Quels souvenirs gardes-tu de Pablo Correa sur le plan humain ?
J’ai de très bons souvenirs de Pablo Correa. Après, c’est un nerveux. Je l’ai vu pousser des grosses colères et jeter des bouteilles dans le vestiaire. Il disait souvent : « concha de tu madre » (rires). Sinon dans la vie quotidienne, c’est quelqu’un de sympa, ouvert et qui discute beaucoup. Quand on partait en stage, il nous laissait pas mal de liberté.

Ton passage à Nancy a été marqué par ce choc, en août 2010, avec l’ex-Rennais Fabien Lemoine qui a été victime d’une ablation d’un rein. Comment as-tu vécu les choses ?
C’était traumatisant. Sur l’action, je ne fais que sauter et Fabien arrive à pleine balle contre moi. A ce moment-là, je me suis souvenu que j’avais été blessé aux côtes à Caen. Quand je l’ai vu au sol, je me suis dit : « il a la même chose que moi ». Finalement, quand je suis sorti du vestiaire, j’ai appris qu’il était parti à l’hôpital en urgences. C’était la douche froide quand on m’a dit qu’il allait perdre un rein. Après, il y a eu toute la déferlante médiatique, même si dans le monde du foot, ça se savait que je n’étais pas un casseur. Je suis parti le voir au CHU de Nancy et j’ai croisé sa femme qui m’avait ignoré. Je peux la comprendre. Lui avait été exceptionnel. Il était sous morphine et vraiment pas bien. Il pensait arrêter sa carrière. « Reynald, t’inquiète pas, ce n’est pas de ta faute. N’aies aucun regret, même si je dois arrêter, il n’y a pas de soucis », me disait-il. C’est une personne en or et j’ai gardé le contact avec lui jusqu’à son retour en décembre 2010. Lorsqu’il a offert la passe décisive ce jour-là, je lui ai envoyé un message de soutien.
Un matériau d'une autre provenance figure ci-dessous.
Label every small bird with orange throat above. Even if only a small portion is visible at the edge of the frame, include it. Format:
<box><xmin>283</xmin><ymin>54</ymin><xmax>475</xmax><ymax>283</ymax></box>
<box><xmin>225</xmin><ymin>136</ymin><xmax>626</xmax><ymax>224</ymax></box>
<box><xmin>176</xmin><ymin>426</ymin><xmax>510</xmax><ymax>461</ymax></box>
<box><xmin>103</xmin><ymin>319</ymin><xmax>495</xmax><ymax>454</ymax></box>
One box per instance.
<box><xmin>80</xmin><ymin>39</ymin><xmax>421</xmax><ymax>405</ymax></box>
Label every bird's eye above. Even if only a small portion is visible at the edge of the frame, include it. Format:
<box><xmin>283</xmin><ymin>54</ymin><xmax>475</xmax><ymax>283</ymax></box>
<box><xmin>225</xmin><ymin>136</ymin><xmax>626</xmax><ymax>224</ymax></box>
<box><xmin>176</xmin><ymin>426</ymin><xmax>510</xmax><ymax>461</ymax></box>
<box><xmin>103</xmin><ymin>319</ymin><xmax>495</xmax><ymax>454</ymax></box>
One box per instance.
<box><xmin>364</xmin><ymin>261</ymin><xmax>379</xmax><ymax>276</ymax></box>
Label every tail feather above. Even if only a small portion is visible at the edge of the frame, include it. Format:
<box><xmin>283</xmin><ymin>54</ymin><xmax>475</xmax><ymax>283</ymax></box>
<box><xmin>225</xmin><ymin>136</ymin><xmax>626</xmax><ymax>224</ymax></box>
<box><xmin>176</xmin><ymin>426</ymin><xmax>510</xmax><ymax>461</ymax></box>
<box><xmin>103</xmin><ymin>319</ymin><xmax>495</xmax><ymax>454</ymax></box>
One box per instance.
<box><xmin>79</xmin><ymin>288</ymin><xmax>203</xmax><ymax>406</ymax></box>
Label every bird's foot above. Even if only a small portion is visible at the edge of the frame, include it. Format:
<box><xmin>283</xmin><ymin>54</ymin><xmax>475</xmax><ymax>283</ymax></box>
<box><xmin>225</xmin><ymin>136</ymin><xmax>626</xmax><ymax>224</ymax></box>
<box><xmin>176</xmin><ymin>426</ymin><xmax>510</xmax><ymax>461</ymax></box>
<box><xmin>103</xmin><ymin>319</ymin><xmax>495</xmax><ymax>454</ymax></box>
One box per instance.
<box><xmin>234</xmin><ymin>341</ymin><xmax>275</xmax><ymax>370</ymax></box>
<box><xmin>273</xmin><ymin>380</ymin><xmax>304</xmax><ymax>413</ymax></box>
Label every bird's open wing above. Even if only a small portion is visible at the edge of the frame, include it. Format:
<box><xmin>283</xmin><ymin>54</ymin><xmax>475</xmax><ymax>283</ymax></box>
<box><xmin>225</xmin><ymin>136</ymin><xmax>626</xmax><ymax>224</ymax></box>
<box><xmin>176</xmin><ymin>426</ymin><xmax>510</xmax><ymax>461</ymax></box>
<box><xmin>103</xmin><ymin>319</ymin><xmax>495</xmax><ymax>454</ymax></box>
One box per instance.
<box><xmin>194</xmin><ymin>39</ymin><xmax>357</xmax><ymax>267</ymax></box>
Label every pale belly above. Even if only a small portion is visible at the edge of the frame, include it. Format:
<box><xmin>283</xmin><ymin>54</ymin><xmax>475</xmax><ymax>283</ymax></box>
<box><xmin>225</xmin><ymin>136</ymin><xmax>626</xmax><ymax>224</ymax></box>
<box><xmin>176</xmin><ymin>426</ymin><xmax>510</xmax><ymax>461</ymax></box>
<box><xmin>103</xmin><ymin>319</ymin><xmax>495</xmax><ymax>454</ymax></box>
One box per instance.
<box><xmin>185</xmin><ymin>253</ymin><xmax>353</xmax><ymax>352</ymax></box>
J’ai vibré avec lui car j’étais affecté par rapport à ce que j’avais pu lui faire.

As-tu défendu avec le frein à main les mois qui ont suivi ?
Quand je sautais, j’avais une bonne détente mais je pliais ma jambe et c’est notamment pour ça que Fabien Lemoine a percuté mon genou. C’était un mauvais réflexe. Des fois, j’arrêtais de le plier mais ce n’était plus naturel.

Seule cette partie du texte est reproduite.